Kadimah students participating in the Epro8 competition in Auckland 2016

Integrating STEAM will prepare the students at the Auckland city school for their future lives in all areas, including their Jewish lives, Meltzer adds.
“By practicing the softer skills of STEAM including collaboration, confidence and a heavy emphasis on equality within the group and the importance of good communication, the children will be able to approach any project or inquiry with a set of skills they know how to follow and therefore end up with a satisfying outcome.”

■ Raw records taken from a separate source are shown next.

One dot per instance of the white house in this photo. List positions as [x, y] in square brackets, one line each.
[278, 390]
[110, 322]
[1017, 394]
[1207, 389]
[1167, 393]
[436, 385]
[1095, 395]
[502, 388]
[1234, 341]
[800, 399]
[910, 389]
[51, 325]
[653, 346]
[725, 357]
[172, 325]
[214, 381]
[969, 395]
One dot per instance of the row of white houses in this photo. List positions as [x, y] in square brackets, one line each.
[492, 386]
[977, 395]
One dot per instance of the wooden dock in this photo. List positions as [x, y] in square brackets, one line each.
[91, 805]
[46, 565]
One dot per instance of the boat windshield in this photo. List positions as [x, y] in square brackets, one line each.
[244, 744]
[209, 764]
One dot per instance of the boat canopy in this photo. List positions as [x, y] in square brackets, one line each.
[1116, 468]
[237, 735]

In addition, the ability to be exposed to working with technology, robotics, engineering challenges, arts and maths programmes on a daily basis, creates a diverse pool of opportunities to suit and cater to every child and their preference – everyone has got the chance to excel in what they like, Meltzer adds.

The STEAM launch is scheduled for March 24, where Dr Michelle Dickinson – aka Nanogirl – will be the guest speaker.

Parents and other guests will hear how the benefits of integrating STEAM into the NZ Curriculum (NZC) are tenfold, but also how the teaching of the core subjects will not change, Meltzer adds.

“The students need to have a strong foundation in their core subjects so they can be successful in their learning and futures.

“The approach of combining and collaborating the subject areas of STEAM will become more blended and integrated into the children’s inquiry learning.”

A good year of work has preceded next month’s launch, with the development of a STEAM curriculum for Kadimah, Meltzer says.

“The NZC is the backbone of this curriculum and all the learning levels and outcomes match the strong inquiry based NZC.”

Staff at Kadimah have worked with educators from Sisler High School in Winnipeg, to develop Kadimah’s draft curriculum, the principal explains.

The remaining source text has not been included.